[OPEN-ILS-GENERAL] Marc_stream_importer for batch loading

Fri Mar 14 16:29:30 EDT 2014

We have recently come up with a good way to load electronic resource 
records that I wanted to share.

We have been struggling with how to load our electronic resource marc 
records into Evergreen.  We constantly receive files from vendors and 
our cataloger loads them through Vandelay.  Sometimes the records match 
on-file records and just add an 856 link.  Other records are new and 
need to be added.  Vandelay is a great tool because you can setup match 
criteria and overlay profiles.

The only problem is Vandelay will timeout with a file of more than 500 
records.  We have tried splitting the files into 500-record chunks, but 
the overhead in queuing up the files, especially when you split a 
20,000-record file into 40 pieces, can add up.

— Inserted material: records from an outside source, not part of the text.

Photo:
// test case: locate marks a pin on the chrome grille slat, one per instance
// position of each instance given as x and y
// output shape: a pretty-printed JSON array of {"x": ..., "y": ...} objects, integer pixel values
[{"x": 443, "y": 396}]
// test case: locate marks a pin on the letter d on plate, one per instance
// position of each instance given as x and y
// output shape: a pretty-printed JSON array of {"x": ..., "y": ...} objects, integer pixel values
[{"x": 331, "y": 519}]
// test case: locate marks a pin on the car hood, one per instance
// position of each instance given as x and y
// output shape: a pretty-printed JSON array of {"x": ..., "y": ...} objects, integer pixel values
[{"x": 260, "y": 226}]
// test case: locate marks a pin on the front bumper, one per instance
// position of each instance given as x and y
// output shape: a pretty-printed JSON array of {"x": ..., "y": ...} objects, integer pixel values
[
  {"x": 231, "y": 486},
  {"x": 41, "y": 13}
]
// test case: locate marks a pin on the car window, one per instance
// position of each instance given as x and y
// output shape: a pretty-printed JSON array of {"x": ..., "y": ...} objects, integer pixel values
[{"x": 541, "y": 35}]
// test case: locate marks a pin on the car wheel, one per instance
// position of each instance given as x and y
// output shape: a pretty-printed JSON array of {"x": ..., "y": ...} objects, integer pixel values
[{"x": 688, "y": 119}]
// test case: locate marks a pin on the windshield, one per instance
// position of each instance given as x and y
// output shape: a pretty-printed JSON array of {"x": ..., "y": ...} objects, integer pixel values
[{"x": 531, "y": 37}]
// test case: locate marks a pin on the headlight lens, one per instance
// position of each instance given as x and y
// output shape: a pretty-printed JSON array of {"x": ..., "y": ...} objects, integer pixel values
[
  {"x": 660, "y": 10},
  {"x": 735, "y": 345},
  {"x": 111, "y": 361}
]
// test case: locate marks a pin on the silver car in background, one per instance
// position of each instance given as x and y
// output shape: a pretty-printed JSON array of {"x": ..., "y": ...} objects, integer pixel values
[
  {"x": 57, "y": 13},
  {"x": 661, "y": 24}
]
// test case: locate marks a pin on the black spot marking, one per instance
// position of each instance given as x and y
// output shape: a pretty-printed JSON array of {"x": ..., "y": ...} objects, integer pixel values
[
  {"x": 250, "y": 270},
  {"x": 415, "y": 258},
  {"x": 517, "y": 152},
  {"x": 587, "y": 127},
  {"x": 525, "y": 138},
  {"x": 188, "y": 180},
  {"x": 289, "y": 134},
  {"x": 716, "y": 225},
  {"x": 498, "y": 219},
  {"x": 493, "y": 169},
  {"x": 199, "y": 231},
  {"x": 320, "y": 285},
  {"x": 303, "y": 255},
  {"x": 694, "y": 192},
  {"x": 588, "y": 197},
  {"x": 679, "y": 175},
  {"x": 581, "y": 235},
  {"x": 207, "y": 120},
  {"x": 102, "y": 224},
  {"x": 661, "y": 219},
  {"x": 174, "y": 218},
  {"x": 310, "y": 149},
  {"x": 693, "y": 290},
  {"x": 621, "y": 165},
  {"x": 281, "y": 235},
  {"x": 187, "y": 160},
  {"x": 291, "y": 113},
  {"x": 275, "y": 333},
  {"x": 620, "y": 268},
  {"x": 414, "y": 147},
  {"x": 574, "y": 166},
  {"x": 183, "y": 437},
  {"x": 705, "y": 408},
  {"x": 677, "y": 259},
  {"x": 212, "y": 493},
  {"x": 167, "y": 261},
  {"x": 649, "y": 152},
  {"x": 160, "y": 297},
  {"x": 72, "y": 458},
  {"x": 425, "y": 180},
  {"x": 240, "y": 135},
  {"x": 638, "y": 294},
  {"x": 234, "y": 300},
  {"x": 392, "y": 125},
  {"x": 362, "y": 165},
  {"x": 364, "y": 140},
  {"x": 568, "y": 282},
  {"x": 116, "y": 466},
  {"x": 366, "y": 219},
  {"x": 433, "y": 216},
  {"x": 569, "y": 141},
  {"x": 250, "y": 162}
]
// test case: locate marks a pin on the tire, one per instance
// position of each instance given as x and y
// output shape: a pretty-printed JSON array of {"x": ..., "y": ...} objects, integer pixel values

The solution we have been happy with is an updated version of 
marc_stream_importer.pl that Bill Erickson recently worked on (LP# 
1279998).  Bill added support for overlay 1 match, overlay best match, 
and import non-matching records.  By default marc_stream_importer 
assumes you have supplied a record ID in a 901 $c.  This version now 
supports all the vandelay options but can be run from the command line 
which also means you can script the loading of records.

Here is how I load a file:

marc_stream_importer.pl  --spoolfile /home/opensrf/file-7 --user xxx 
--password xxx --source 102 --merge-profile 2 --queue
  11391 --auto-overlay-best-match --import-no-match --nodaemon

The record source and merge profile are specified on the command line. 
The queue contains the record match set.  If there are no errors, 
marc_stream_importer will empty the queue.

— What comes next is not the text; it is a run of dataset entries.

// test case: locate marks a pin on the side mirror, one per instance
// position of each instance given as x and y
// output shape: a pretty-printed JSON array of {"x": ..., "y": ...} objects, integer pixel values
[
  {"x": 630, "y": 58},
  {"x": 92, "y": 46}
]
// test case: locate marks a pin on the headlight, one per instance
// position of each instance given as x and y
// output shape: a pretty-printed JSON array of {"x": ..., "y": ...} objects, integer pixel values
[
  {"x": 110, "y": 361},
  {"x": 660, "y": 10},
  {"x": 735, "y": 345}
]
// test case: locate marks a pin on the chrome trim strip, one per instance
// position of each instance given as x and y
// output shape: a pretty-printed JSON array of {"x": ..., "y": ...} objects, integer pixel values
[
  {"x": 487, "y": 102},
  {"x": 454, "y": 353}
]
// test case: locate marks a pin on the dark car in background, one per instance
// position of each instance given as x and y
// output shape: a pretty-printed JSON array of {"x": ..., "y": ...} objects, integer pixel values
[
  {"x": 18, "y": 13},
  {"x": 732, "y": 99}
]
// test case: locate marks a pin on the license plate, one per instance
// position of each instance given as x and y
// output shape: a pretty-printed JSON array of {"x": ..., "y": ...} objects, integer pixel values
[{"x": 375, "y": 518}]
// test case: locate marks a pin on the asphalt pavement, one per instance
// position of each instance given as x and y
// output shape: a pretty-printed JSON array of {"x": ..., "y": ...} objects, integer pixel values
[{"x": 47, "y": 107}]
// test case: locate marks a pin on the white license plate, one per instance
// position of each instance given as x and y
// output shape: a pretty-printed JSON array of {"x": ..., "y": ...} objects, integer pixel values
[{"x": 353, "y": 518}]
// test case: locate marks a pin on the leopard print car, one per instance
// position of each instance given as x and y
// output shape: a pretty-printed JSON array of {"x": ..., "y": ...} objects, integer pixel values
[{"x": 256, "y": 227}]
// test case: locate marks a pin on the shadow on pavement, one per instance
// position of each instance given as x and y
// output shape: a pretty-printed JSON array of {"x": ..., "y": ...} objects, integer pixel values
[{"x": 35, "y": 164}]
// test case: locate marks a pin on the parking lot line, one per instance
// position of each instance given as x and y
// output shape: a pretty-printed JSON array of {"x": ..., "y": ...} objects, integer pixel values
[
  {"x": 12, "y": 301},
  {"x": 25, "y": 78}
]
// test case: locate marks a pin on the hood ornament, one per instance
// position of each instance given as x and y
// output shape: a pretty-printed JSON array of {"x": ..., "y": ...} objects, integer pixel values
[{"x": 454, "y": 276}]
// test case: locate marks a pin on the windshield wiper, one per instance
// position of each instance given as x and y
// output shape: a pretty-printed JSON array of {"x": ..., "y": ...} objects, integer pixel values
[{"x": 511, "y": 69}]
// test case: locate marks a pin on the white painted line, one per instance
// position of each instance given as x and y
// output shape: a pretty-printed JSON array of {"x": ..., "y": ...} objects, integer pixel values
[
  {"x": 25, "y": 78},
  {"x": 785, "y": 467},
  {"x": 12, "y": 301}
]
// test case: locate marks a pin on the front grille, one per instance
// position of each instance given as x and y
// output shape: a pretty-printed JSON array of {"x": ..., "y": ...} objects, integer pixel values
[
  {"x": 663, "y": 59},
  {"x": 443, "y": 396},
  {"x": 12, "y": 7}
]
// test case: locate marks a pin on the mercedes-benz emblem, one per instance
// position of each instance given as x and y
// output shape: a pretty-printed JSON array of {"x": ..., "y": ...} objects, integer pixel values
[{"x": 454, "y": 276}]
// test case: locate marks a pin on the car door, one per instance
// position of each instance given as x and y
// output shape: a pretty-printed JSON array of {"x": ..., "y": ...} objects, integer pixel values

I can find the record ID's of records added or updated in the log files:

#!/usr/bin/perl

@imported = `grep queue=11391 
/var/log/evergreen/prod/2014/03/14/activity.log`;

foreach $line (@imported) {
     if ($line =~ /imported_as= ischanged/) {next};
     $line =~ s/.*(imported_as=[0-9]+) .*/\1/;
     print $line;
}

Marc_stream_importer, like Vandelay, still has problems loading more 
than 500 records at a time.  I was getting 'out of shared memory errors 
(see LP#1271661).  The good news is that files can be easily split using 
yaz-marcdump and then the commands can be stacked in a shell script.

Here is how to split a file into 500-record files:

yaz-marcdump -i marc -o marc -s file- -C 500 mybigfile.mrc > /dev/null

Then it's just a matter of creating a shell script to run through the 
files one at a time piping the output to a log file so I can verify the 
records loaded.  Over the last 4 nights I was able to load 4 files of 
5900 records each.

-- 
Martha Driscoll
Systems Manager
North of Boston Library Exchange
Danvers, Massachusetts
www.noblenet.org